German authorities arrest four people accused of founding a right-wing extremist group to attack mosques

German authorities conducted raids across the country on Wednesday, seizing explosives and arresting four people accused of founding a right-wing extremist group to attack mosques and housing for asylum seekers.

Police arrested three men and a woman accused of leading the group during raids by some 250 investigators on homes in Saxony and four other states, the federal prosecutor's office said in a statement.

Prosecutors allege the four helped found the “Old School Society” group and were planning to attack asylum-seeker housing, mosques and well-known members of the Islamic-extremist Salafist scene in Germany.

The four arrested, identified only as Andreas H., 56, Markus W., 39, Denise Vanessa G., 22, and Olaf O., 47, are being held on terrorism charges and are also accused of having procured explosives.

The statement identified Andreas H. and Markus W. as the group's president and vice president.

“According to current investigations, it was the group's goal to conduct attacks in smaller groups inside Germany on well-known Salafists, mosques and asylum seeker centers,” the statement said. “For this purpose the four arrested procured explosives for possible terror attacks by the group.”

Prosecutors said they are still trying to determine whether the group had concrete attack plans and refused to comment beyond their written statement.

Opinion polls have long shown high anti-Islamic bias among Germans — numbers roughly the same as those across Northern Europe.

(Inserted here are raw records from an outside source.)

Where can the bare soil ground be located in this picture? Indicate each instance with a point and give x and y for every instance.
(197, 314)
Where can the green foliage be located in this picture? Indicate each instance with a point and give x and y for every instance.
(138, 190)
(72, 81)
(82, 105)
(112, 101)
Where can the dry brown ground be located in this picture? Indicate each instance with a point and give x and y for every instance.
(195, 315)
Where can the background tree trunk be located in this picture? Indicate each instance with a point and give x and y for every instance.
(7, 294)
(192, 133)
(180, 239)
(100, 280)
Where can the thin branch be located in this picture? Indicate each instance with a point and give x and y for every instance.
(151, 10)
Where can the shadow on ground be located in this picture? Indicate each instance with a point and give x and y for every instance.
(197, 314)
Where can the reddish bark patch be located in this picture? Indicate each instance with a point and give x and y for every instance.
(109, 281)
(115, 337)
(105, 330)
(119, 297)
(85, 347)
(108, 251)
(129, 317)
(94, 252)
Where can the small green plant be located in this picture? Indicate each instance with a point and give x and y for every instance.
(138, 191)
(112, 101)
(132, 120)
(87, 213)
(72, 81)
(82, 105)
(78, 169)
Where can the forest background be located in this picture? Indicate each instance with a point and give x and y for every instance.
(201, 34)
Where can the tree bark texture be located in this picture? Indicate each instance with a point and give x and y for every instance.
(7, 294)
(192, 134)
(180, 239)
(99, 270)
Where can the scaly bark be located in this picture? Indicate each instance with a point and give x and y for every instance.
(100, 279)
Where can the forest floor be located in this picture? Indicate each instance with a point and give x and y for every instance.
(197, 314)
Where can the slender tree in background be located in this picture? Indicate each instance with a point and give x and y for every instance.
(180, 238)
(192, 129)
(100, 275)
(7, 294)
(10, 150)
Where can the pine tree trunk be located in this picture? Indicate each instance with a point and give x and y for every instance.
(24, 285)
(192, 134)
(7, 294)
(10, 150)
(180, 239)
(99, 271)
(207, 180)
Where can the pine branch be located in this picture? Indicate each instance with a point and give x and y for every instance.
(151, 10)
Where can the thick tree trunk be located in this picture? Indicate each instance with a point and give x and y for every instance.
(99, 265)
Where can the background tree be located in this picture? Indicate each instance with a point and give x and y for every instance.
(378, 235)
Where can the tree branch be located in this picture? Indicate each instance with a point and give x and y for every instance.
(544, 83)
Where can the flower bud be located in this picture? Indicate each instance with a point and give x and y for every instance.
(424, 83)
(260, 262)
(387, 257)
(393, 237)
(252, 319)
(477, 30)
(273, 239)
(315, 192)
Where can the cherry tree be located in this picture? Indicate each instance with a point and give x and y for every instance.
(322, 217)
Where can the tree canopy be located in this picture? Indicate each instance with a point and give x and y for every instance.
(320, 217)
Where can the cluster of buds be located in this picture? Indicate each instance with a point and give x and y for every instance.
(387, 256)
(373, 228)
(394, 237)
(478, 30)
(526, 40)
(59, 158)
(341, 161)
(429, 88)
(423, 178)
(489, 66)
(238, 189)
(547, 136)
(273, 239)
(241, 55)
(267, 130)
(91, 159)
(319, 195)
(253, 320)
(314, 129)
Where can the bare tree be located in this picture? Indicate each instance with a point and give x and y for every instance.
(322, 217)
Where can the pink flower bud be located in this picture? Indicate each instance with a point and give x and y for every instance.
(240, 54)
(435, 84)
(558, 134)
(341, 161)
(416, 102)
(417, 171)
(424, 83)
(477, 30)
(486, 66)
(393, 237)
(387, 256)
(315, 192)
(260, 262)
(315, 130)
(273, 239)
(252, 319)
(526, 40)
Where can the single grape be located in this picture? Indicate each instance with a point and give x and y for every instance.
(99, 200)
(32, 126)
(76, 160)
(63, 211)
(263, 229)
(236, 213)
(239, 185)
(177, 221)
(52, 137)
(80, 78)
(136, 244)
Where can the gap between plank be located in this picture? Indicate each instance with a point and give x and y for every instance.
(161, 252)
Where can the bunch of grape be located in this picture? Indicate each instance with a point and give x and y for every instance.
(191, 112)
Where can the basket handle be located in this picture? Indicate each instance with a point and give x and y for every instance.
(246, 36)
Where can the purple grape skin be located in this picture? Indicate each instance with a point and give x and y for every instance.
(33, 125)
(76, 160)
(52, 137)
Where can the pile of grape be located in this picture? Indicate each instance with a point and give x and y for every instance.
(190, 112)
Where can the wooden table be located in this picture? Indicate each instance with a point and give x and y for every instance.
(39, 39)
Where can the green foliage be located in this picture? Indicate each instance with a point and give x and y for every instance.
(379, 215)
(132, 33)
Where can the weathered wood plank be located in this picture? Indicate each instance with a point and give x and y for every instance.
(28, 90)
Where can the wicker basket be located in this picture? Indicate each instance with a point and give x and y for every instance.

In a survey conducted by the Forsa Institute for Social Research and Statistical Analysis, 52 percent of Germans said, “Islam doesn’t belong to Germany” (60 percent among easterners, 61 percent among young people, 61 percent among seniors). A similar study by the University of Leipzig found an upswing in anti-Muslim, anti-immigrant and anti-Roma sentiments across Germany, with 43 percent of Germans saying they felt alienated because of the presence of large numbers of Muslims in the country.

Right-wing extremists have been a renewed focus for German intelligence agencies after it came to light that a neo-Nazi group calling itself National Socialist Underground, or NSU, allegedly killed eight Turks, a Greek and a policewoman between 2000 and 2007. It is also believed to be behind two bombings and 15 bank robberies.

The group's sole survivor, Beate Zschaepe, and four alleged supporters are currently on trial in Munich.

The group's existence only came to light in late 2011, after Zschaepe's alleged accomplices, Uwe Mundlos and Uwe Boenhardt, died in an apparent murder-suicide following a botched bank robbery.

Dresden, the capital of Saxony, where many of the raids were conducted on Wednesday, has been a hotbed of neo-Nazi activity ever since the end of communism in 1989. 

But Saxony’s immigrant population is small compared with those of other parts of Germany. At just over 100,000, immigrants make up an estimated 2.8 percent of the state’s 4 million residents, compared with more than 14 percent in big cities like Berlin and Hamburg. Reportedly, just 0.1 percent are Muslims.

The anti-immigrant group, PEGIDA, Patriotische Europäer gegen eine Islamisierung des Abendlandes (Patriotic Europeans Against the Islamicization of the West), held weekly demonstrations in Dresden last winter, which sparked counterdemonstrations

German Chancellor Angela Merkel urged Germans to shun the anti-Muslim protesters, saying their hearts are full of hatred and argued that hostility towards foreigners has no place in Germany.